Su hija era la que causaba todos los problemas.

Dije con calma: —Tía Liu, no es necesario que nos veamos.

Dígame lo que quiere por teléfono.

Usando el teléfono de Jake Fu, Eva Liu se lanzó a una larga súplica.

La esencia era que quería que convenciera a Hugh Pei de que dejara en paz a Lila Wei.

Lila Wei no podía soportar semejante montaña rusa de emociones; su corazón no podía aguantarlo.

Después de escuchar, pregunté, con voz inquisitiva: —Tía Liu, ¿sabe quién donó el corazón de Lila Wei?

—No lo sé.

Pero creo que una vez vino alguien a verla.

No sé si era pariente del donante… —Los sollozos de Eva Liu amainaron—.

Lila era solo una niña entonces.

Esa persona dijo que quería sacarla a jugar.

Me negué.

Entonces le dieron un regalo a Lila, se hicieron una foto con ella y se fueron.

—¿Qué edad?

¿Hombre o mujer?

—pregunté.

—De unos cuarenta y tantos, quizá.

Una mujer —respondió Eva Liu—.

Señorita Xu, ¿por qué pregunta estas cosas?

¿Ayudará a Lila?

Al oír esto, tuve una idea bastante clara de lo que había sucedido.

La mujer de mediana edad debía de ser la madre de Tao Ye y Xena Tao.

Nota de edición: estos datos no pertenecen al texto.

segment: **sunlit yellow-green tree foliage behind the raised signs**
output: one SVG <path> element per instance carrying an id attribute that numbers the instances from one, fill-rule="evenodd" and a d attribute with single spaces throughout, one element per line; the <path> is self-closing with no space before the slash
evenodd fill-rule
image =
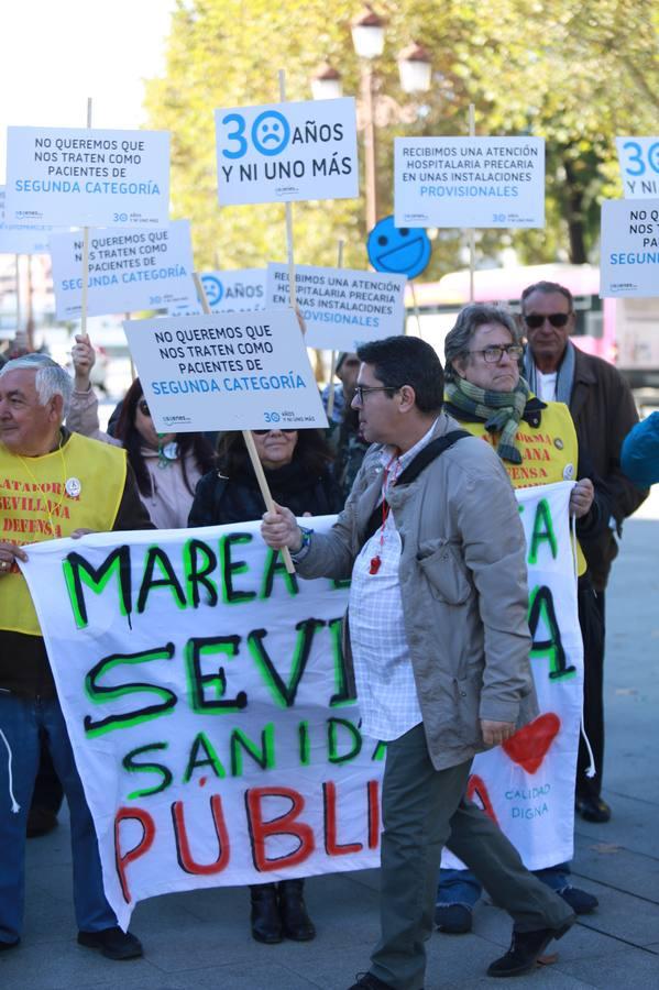
<path id="1" fill-rule="evenodd" d="M 657 133 L 659 13 L 655 0 L 381 0 L 386 46 L 375 64 L 381 105 L 395 100 L 411 123 L 377 130 L 378 215 L 393 209 L 393 139 L 468 133 L 534 134 L 547 141 L 547 228 L 482 231 L 481 256 L 513 243 L 527 263 L 584 261 L 598 237 L 600 201 L 620 195 L 616 134 Z M 164 78 L 147 82 L 150 125 L 172 131 L 175 217 L 193 221 L 196 263 L 263 265 L 285 258 L 284 207 L 217 201 L 216 108 L 309 99 L 319 63 L 359 92 L 348 0 L 178 0 Z M 431 53 L 433 85 L 400 90 L 396 55 L 410 41 Z M 361 188 L 363 189 L 363 182 Z M 299 264 L 366 267 L 363 199 L 294 205 Z M 459 231 L 442 231 L 424 278 L 460 267 Z"/>

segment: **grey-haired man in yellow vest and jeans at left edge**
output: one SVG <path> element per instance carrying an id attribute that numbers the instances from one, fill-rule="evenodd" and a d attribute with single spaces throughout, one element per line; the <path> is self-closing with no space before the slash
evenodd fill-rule
<path id="1" fill-rule="evenodd" d="M 125 451 L 63 428 L 72 388 L 43 354 L 0 370 L 0 952 L 21 937 L 25 820 L 45 739 L 70 811 L 78 943 L 128 959 L 142 946 L 117 926 L 103 893 L 94 822 L 17 564 L 41 540 L 152 528 Z"/>

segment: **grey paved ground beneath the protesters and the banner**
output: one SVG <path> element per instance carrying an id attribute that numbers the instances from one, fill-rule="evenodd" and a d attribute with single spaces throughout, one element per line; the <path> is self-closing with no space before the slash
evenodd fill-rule
<path id="1" fill-rule="evenodd" d="M 557 945 L 558 960 L 515 990 L 659 987 L 659 486 L 629 520 L 607 593 L 607 825 L 579 822 L 575 882 L 600 910 Z M 65 822 L 29 843 L 25 931 L 0 956 L 2 990 L 344 990 L 367 968 L 377 935 L 377 872 L 307 882 L 318 937 L 262 946 L 249 935 L 248 893 L 218 889 L 143 902 L 133 931 L 143 959 L 111 963 L 78 947 Z M 2 855 L 0 850 L 0 855 Z M 487 964 L 507 947 L 510 923 L 481 902 L 474 933 L 433 935 L 427 990 L 493 986 Z"/>

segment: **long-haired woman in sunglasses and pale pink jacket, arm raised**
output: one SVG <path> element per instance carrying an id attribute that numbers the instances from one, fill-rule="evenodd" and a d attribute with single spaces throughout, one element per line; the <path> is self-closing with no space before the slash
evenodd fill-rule
<path id="1" fill-rule="evenodd" d="M 68 428 L 124 447 L 153 525 L 157 529 L 186 527 L 197 482 L 215 463 L 210 443 L 201 433 L 157 433 L 139 378 L 124 396 L 117 437 L 103 433 L 99 429 L 98 398 L 90 384 L 96 354 L 88 338 L 76 337 L 72 356 L 75 385 Z"/>

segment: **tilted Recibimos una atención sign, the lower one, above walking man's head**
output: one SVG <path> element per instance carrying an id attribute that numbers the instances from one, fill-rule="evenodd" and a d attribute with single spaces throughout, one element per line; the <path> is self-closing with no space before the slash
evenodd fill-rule
<path id="1" fill-rule="evenodd" d="M 288 266 L 267 266 L 267 306 L 288 302 Z M 367 340 L 403 333 L 405 275 L 296 265 L 297 305 L 308 348 L 354 351 Z"/>

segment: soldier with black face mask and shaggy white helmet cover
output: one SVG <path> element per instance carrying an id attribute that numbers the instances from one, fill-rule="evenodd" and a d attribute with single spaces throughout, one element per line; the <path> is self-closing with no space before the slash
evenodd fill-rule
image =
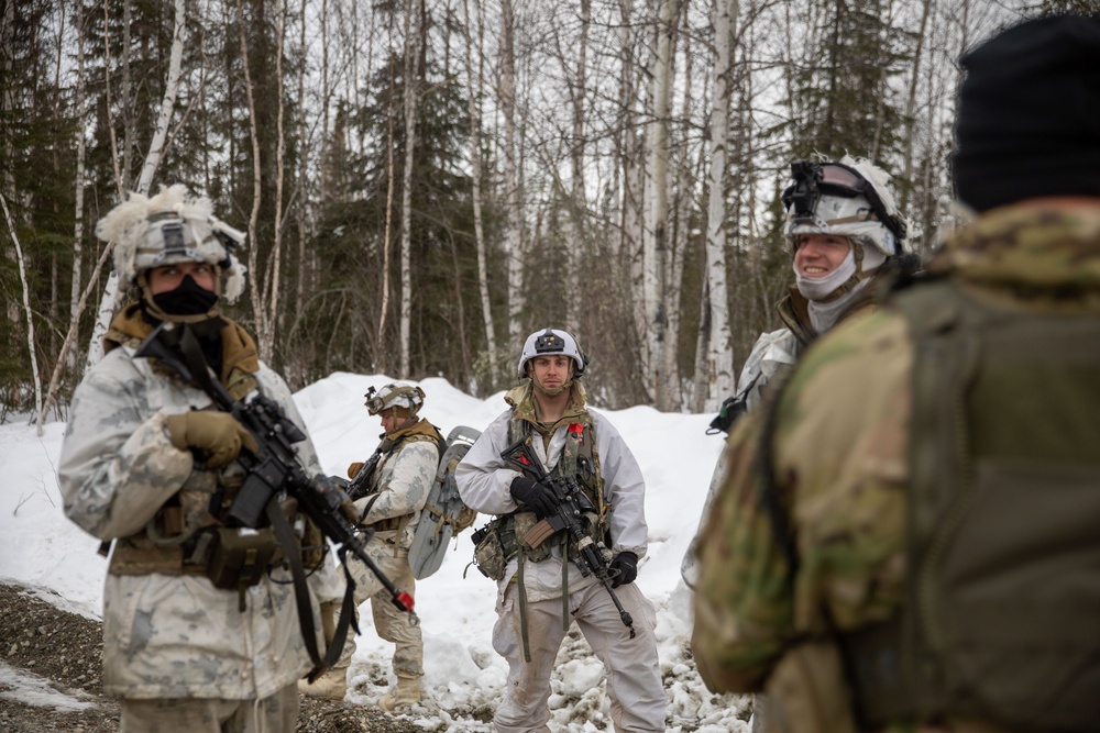
<path id="1" fill-rule="evenodd" d="M 97 233 L 117 242 L 122 287 L 141 292 L 112 322 L 103 359 L 74 395 L 58 469 L 66 515 L 114 541 L 103 590 L 103 687 L 121 698 L 122 731 L 289 733 L 296 682 L 310 668 L 289 573 L 273 562 L 233 588 L 208 577 L 215 538 L 243 538 L 219 534 L 219 498 L 241 485 L 234 458 L 255 442 L 206 392 L 134 356 L 161 321 L 187 324 L 234 398 L 261 390 L 301 425 L 251 336 L 219 315 L 222 275 L 227 297 L 244 285 L 229 246 L 243 236 L 183 186 L 152 198 L 132 193 Z M 317 473 L 309 440 L 296 447 Z M 310 590 L 315 607 L 341 592 L 326 571 Z"/>

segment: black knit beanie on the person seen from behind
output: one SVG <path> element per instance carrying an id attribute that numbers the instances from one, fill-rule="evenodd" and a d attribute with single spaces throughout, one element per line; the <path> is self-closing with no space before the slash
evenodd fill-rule
<path id="1" fill-rule="evenodd" d="M 1027 21 L 960 64 L 959 200 L 986 211 L 1043 196 L 1100 197 L 1100 19 Z"/>

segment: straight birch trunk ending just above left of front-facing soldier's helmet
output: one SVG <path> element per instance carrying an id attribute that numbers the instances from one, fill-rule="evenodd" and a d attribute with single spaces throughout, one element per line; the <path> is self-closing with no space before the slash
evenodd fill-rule
<path id="1" fill-rule="evenodd" d="M 516 46 L 512 0 L 501 0 L 501 115 L 504 119 L 504 249 L 508 257 L 508 352 L 522 346 L 524 244 L 516 166 Z"/>

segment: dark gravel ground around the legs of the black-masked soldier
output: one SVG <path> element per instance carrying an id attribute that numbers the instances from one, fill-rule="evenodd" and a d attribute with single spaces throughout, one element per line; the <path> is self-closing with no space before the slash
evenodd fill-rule
<path id="1" fill-rule="evenodd" d="M 88 703 L 84 709 L 32 706 L 10 699 L 0 669 L 0 731 L 3 733 L 117 733 L 119 704 L 103 697 L 100 680 L 102 630 L 98 621 L 68 613 L 19 586 L 0 585 L 0 664 L 21 677 L 43 679 L 55 690 Z M 343 702 L 301 698 L 295 733 L 422 733 L 409 720 Z"/>

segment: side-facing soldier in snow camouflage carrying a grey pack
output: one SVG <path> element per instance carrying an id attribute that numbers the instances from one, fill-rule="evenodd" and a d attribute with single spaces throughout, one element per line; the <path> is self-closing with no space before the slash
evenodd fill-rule
<path id="1" fill-rule="evenodd" d="M 409 546 L 420 521 L 420 512 L 428 492 L 436 480 L 439 452 L 443 436 L 436 426 L 417 413 L 424 406 L 424 391 L 408 385 L 386 385 L 366 396 L 366 407 L 372 415 L 382 420 L 385 433 L 378 445 L 376 458 L 364 468 L 354 463 L 348 467 L 352 478 L 365 480 L 367 491 L 355 507 L 362 514 L 364 527 L 374 531 L 366 545 L 375 565 L 391 580 L 416 591 L 416 579 L 409 567 Z M 361 470 L 370 475 L 360 476 Z M 371 601 L 374 626 L 378 635 L 395 644 L 393 667 L 397 685 L 378 701 L 383 710 L 394 710 L 420 701 L 420 678 L 424 677 L 424 641 L 415 617 L 396 609 L 389 595 L 367 567 L 355 558 L 349 559 L 349 569 L 355 580 L 355 603 Z M 328 618 L 339 612 L 338 604 L 324 609 Z M 348 668 L 355 651 L 355 640 L 349 637 L 340 662 L 311 685 L 302 681 L 299 688 L 311 697 L 343 699 L 348 691 Z"/>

Abrumada por el dolor, había buscado a Lila Wei.

Tao Ye probablemente había usado esa foto para reconocer a Lila Wei ahora.

Lo único que todavía no podía entender era cómo Lila Wei había reconocido a Tao Ye.

Solo había conocido a su madre.

—Tía Liu, no puedo ayudar a Lila Wei —respondí—.

¿Se ha planteado alguna vez que su hija quiere estar con Hugh Pei?

Quizá no necesite su ayuda equivocada.

—¿Qué?

—Eva Liu se quedó atónita.

Colgué.

No tenía sentido decir nada más.

Como Lila Wei no iba a volver a la Universidad A por el momento, decidí tomarme unos días para relajarme y disfrutar de la vida.

Todavía no podía renunciar a mi plan de ganar algo de peso.

El médico dijo que sería difícil que me quedara embarazada de nuevo, pero no imposible.

Si me cuidaba bien, quizá ocurriera un milagro.

Si hubiera tenido el bebé, planeaba ser madre soltera el resto de mi vida.

Pero sin el bebé, no iba a dejar que Hugh Pei arruinara mis posibilidades de casarme y ser madre.

Sin él, todavía tenía a mis padres.

Incluso por ellos, tenía que recomponerme y afrontar el futuro con una actitud positiva.

Si no hubiera sido por la llamada de Tao Ye, probablemente podría haber mantenido mi buen humor durante un tiempo.

—Dime, ¿qué hace falta para que dejes de hacerle daño a Lila Wei?

—La pregunta de Tao Ye casi me hizo reír.

—Solo haz que desaparezca de mi vista para siempre y estaremos en paz, ¿no?

—Estaba recostada en una mecedora en mi patio, tomando el sol y comiendo frutos secos, sintiéndome perfectamente relajada.

Tao Ye se burló.

—¿Pero no deberías ser tú la que desapareciera?